Two years ago, as part of their "wellness initiative," the Cleveland Clinic stopped hiring smokers. When the Clinic's CEO, Delos M. Cosgrove, was asked about the program for an article in last weekend's New York Times Magazine, he said that if it were up to him, he would also stop hiring obese people as well.
Clearly, lifestyle decisions lead to huge medical and financial costs to both the hospital and the country. The logic, according to Mr. Cosgrove and others who justify not hiring smokers and people who are obese, is that punitive sanctions will coerce smokers and overweight folks to live healthier lives. Not hiring them or charging them more money for insurance, according to their logic, would effectively persuade people to change harmful health practices.
These arguments and rationale were explored in the August 16th New York Times Magazine piece "Fat Tax." Since public health campaigns have been successful in reducing smoking, the article asks, shouldn't we use similar tactics to rein in obesity?

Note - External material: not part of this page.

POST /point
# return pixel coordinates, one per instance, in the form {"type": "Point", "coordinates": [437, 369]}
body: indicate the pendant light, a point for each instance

A few years ago, the Drug Policy Alliance anticipated that arguments used against smokers today could be used against overweight people tomorrow. We spoke out against a Michigan heath care company that fired four employees for refusing to take a test to determine whether they smoked cigarettes. The company, Weyco Inc., adopted a policy that allowed them to fire employees who smoke, even if the smoking happens after business hours or at home. The company justified the firings because smokers were costing their company more money for health insurance.
At the time, the Drug Policy Alliance created a flash animation that asked viewers to vote on whether the company should be allowed to fire employees who smoke. The flash animation laid out compelling arguments for both sides, explaining that smoking results in 400,000 premature deaths each year. But it also pointed out that smoking is not the only activity that increases health risks and costs. Smokers may be the target today, but who will be next? People who are overweight? People who ride motorcycles? Most importantly, the animation raised a powerful question: should people's private lives be subject to oversight by their employers?
Like most people, I support campaigns to reduce smoking and obesity. I believe in public education campaigns and policies that offer help to people who are trying to quit smoking or unhealthy eating. Positive incentives like gym membership reimbursements, or cessation aids like the smoking patch or Nicorette gum, can be valuable aids to those who struggle with addiction. But by firing workers for smoking or being overweight -- and penalizing them when it comes to their health care -- we will be demonizing and marginalizing those to whom we should be reaching out.
They fired the smokers first. Now they are talking about not hiring obese people. Your personal struggle or lifestyle choice may be next!
Tony Newman is the director of media relations at the Drug Policy Alliance.